Op woensdag 8 april 2020 zou eigenlijk de jaarlijkse haringuitreiking in Niekerk plaatsvinden. Helaas moest deze eeuwenoude traditie worden afgelast wegens de coronacrisis. Het zou de 544e editie zijn geweest. Moet je nagaan: al bijna vijf-en-halve eeuw wordt er op de woensdag voor Pasen haring uitgedeeld aan de inwoners van Niekerk, Oldekerk en Faan. Ik dook in de geschiedenis van dit bijzondere stukje levend erfgoed.

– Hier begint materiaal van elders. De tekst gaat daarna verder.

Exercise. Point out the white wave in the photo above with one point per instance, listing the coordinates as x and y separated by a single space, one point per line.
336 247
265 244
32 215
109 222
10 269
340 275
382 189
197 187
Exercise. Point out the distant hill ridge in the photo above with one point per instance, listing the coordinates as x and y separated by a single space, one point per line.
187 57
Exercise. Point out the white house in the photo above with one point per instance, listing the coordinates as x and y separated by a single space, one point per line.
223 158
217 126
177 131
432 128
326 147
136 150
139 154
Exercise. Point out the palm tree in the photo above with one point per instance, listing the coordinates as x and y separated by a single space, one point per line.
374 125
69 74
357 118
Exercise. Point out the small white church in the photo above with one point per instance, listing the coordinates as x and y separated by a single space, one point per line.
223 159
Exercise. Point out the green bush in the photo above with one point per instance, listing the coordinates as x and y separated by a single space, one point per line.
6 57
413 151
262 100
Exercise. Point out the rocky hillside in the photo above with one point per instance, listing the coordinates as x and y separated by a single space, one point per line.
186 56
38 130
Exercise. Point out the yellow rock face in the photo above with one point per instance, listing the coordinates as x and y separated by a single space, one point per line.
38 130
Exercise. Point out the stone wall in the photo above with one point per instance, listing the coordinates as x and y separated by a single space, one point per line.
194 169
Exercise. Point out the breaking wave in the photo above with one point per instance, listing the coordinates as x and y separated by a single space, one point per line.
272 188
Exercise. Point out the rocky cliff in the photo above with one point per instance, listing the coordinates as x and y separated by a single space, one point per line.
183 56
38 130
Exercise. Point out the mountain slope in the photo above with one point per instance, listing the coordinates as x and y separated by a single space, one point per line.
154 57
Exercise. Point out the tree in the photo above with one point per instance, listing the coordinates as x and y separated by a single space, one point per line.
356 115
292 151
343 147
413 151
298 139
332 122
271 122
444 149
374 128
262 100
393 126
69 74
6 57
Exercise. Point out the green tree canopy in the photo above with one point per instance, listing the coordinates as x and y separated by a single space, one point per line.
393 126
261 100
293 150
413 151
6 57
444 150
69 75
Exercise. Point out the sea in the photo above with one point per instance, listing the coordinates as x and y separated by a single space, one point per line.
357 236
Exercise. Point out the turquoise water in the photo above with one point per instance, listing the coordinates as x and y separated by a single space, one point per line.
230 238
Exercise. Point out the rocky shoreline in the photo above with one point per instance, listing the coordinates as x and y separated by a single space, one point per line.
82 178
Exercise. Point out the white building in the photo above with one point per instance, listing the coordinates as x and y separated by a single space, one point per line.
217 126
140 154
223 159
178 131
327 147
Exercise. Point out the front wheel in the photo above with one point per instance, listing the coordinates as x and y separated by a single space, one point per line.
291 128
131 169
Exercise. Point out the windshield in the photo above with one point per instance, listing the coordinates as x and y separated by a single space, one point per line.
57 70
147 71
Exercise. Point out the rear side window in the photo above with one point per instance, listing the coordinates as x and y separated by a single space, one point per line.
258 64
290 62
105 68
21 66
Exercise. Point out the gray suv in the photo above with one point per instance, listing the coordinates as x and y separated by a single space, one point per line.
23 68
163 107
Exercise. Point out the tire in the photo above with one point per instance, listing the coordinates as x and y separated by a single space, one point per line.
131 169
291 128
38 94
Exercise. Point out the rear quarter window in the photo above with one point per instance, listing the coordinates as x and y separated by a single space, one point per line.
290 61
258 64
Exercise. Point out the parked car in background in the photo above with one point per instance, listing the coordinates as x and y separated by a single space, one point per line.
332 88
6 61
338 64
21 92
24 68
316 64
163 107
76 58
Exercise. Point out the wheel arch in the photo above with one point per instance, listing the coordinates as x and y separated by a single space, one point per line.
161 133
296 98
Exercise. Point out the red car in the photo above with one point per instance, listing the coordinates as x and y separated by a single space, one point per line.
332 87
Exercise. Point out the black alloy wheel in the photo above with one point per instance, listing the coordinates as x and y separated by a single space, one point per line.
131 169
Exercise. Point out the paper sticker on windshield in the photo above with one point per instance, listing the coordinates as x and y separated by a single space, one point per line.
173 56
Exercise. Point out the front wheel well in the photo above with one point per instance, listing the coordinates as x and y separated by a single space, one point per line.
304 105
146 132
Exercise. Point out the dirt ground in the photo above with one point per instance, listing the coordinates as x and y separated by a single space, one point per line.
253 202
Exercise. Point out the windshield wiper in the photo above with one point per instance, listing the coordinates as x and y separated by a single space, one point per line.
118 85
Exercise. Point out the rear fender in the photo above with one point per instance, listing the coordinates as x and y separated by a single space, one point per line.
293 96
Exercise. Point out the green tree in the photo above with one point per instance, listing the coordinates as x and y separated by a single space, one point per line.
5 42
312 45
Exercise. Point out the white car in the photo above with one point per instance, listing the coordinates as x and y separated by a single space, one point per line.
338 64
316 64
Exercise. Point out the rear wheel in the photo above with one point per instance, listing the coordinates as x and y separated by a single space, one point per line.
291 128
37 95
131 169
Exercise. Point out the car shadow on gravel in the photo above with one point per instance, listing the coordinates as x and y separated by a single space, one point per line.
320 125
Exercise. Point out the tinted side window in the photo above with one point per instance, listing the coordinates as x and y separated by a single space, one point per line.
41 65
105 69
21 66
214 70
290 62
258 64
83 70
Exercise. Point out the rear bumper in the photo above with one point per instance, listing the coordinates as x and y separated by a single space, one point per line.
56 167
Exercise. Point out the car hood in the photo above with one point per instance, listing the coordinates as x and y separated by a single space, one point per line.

Het is het jaar 1476. Menno Jeltema staat voor een groots altaar in de Martinikerk in de stad Groningen. Zijn ogen glijden over de met juwelen versierde reliekhouder die pontificaal op het altaar staat. Daar zou de arm van Johannes de Doper in zitten, was hem verteld. Het is een indrukwekkend gezicht, maar daar kwam hij nu niet voor. Hij richt zijn aandacht zich weer op het perkament dat voor hem ligt, en krabbelt zijn naam erop.
Het testament van Menno Jeltema
Het reliek in de Martinikerk trok pelgrims uit alle windstreken naar Groningen, maar Menno Jeltema kwam niet van over ver. Hij was een boer uit het dorpje Niekerk, nabij Grootegast, en was in 1476 naar de Martinikerk gekomen om daar zijn testament op te maken. Hij had besloten om een deel van zijn bezittingen na te laten aan geestelijke instellingen. Daardoor hoefde hij zich geen zorgen meer te maken over zijn geluk in het hiernamaals – wel zo handig.
Eén van Menno Jeltema’s begunstigden was het Geertruidsgasthuis, nu beter bekend als het Pepergasthuis in de stad Groningen. Aan dit gasthuis voor pelgrims liet hij ongeveer 7.5 hectare land na. Maar hij stelde een voorwaarde, een eeuwigdurende verplichting, dat er jaarlijks op de woensdag vóór Pasen een ton haring moest worden afgeleverd aan de armelui in Niekerk, Oldekerk en Faan.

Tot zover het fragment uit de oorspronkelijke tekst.